An Unlimited Supply of 'Spare Parts'?
In light of the previous story and the underlying message about the limited availability of resources to fund treatment of the UK's population this final choice of story seems very appropriate.

On 20th October 2009 the Guardian reported that advances in medical technology would soon allow us to combat some of the physical deterioration associated with old age (Boseley, S. 'Replacement Body Parts Offer Active Old Age for Future Pensioners' Guardian Online, 20th October 2009 http://www.guardian.co.uk/society/2009/oct/20/scientists-promise-body-parts).

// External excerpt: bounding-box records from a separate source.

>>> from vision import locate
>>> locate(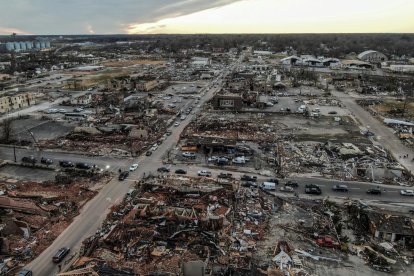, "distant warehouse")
[358,50,388,63]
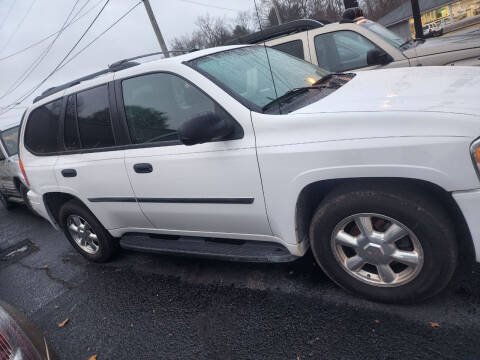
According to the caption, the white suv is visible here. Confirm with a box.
[20,46,480,302]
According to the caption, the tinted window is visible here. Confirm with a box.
[25,99,62,154]
[122,73,219,144]
[272,40,305,60]
[64,95,81,150]
[315,31,377,72]
[77,85,115,149]
[0,126,19,156]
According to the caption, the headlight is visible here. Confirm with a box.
[470,139,480,177]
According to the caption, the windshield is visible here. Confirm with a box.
[360,20,406,48]
[0,126,19,156]
[190,46,329,108]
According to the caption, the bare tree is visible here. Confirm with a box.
[171,0,408,50]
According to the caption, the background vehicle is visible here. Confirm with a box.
[0,124,30,210]
[20,46,480,302]
[230,19,480,72]
[0,301,58,360]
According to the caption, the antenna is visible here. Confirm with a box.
[253,0,282,114]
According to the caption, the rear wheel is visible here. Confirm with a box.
[310,185,457,302]
[60,200,118,262]
[0,193,14,210]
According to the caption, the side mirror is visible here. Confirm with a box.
[367,49,393,66]
[178,112,234,145]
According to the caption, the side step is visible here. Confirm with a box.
[120,235,298,263]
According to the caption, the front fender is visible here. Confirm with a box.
[258,137,480,243]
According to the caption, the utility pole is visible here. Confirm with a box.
[272,0,282,25]
[412,0,423,39]
[142,0,170,57]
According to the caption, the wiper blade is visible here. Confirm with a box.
[262,85,319,111]
[312,73,345,86]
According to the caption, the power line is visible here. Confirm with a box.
[0,0,15,29]
[0,0,37,54]
[178,0,240,12]
[0,0,103,61]
[57,1,142,71]
[0,0,85,99]
[0,0,110,115]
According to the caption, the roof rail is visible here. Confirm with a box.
[33,50,189,103]
[225,19,328,45]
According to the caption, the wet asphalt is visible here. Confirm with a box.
[0,206,480,360]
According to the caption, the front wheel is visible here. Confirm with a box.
[20,184,37,215]
[310,185,457,302]
[60,200,118,262]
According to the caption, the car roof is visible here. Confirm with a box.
[29,45,249,110]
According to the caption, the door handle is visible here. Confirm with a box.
[62,169,77,177]
[133,163,153,174]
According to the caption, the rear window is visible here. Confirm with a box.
[25,99,62,154]
[0,126,18,156]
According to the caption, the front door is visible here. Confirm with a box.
[116,73,271,239]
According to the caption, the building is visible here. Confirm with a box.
[378,0,480,39]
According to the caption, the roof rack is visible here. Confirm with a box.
[225,19,328,45]
[33,50,190,103]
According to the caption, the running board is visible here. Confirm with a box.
[120,235,298,263]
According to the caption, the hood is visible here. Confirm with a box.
[293,66,480,117]
[403,31,480,59]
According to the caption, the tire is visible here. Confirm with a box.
[59,200,118,262]
[0,193,14,211]
[310,183,458,303]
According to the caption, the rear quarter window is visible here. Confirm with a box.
[24,99,62,155]
[272,40,305,60]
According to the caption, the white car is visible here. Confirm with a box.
[0,123,29,210]
[16,46,480,302]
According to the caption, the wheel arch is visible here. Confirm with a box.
[43,192,88,228]
[295,177,475,266]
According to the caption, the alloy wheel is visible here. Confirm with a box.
[67,215,100,254]
[331,213,424,287]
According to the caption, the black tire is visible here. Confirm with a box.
[310,183,457,303]
[0,193,14,211]
[59,200,119,262]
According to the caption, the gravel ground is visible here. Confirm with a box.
[0,207,480,360]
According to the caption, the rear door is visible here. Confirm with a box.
[116,70,271,239]
[55,80,151,229]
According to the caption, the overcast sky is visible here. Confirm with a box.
[0,0,254,126]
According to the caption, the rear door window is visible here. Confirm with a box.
[272,40,305,60]
[76,85,115,149]
[25,99,62,155]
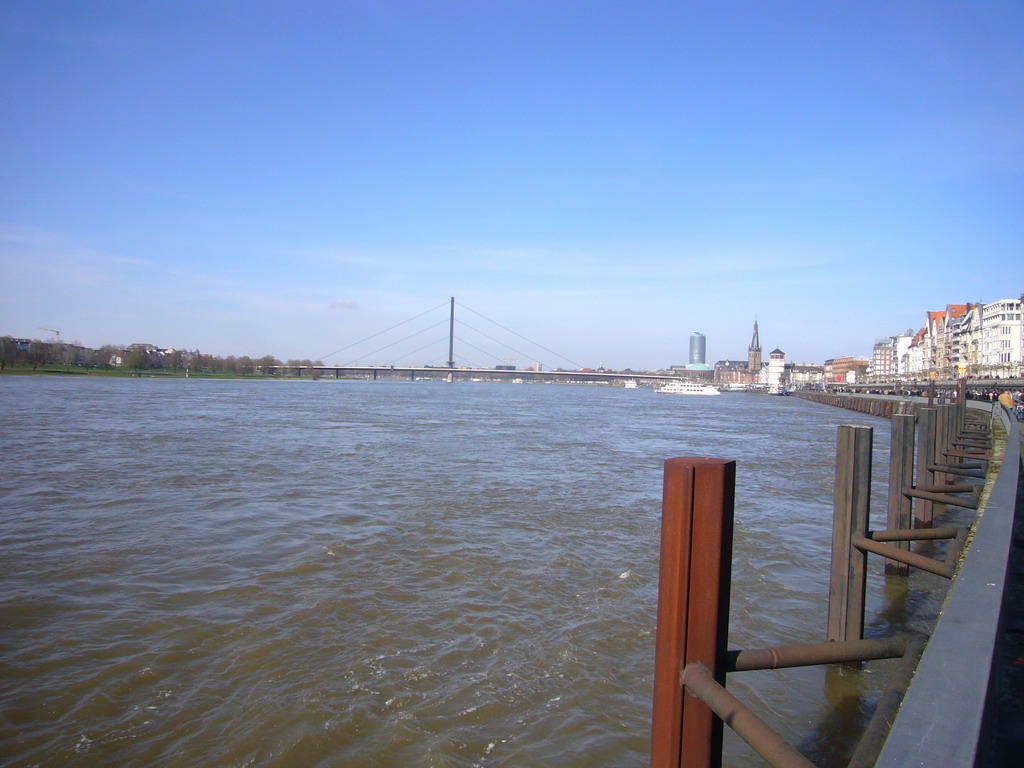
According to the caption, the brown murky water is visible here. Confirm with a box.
[0,377,958,768]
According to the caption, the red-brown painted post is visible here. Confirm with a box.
[886,414,913,575]
[913,408,936,528]
[650,457,736,768]
[828,424,873,667]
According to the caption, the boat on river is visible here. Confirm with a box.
[654,381,722,394]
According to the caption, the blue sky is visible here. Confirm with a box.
[0,0,1024,368]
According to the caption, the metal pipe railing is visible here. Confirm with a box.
[651,391,1003,768]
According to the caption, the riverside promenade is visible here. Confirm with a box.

Improvements in medical technology have meant that patients in modern times are now surviving conditions that decades ago would have proven fatal, and we can now keep patient's 'alive' on life support machines seemingly in perpetuity (a point made by the House of Lords in Airedale NHS Trust v Bland). Furthermore, recent reports have suggested that babies born from 2009 onwards stand a much greater chance of reaching the ripe old age of 100 (Anon 'Half of Babies 'Will Live to 100'' BBC News Online http://news.bbc.co.uk/1/hi/health/8284574.stm). The problem is, of course, that our bodies are not designed to go on forever, the ever increasing incidences of dementia in our population is a testament to this fact.

Nevertheless, the University of Leeds has received £50 million of funding to co-ordinate a project which will focus on developing artifical joints, as well as creating skin, cartlidge and heart valves which will never be rejected by transplant patients. The goal is, ultimately, to try and give those over the age of 50 a further 50 years of active living.

This incredible sounding development raises questions about how far we are prepared to allow technology to develop? At what point do we step in and say 'enough is enough'? Do we really want to live for ever? Then we have the inevitable questions about how we are going to pay for the treatment costs of our ever ageing population? We have enough problems meeting existing requirements. Still, at least if we have a population which is capable of remaining active for longer, perhaps we'll be able to work for longer as well!?!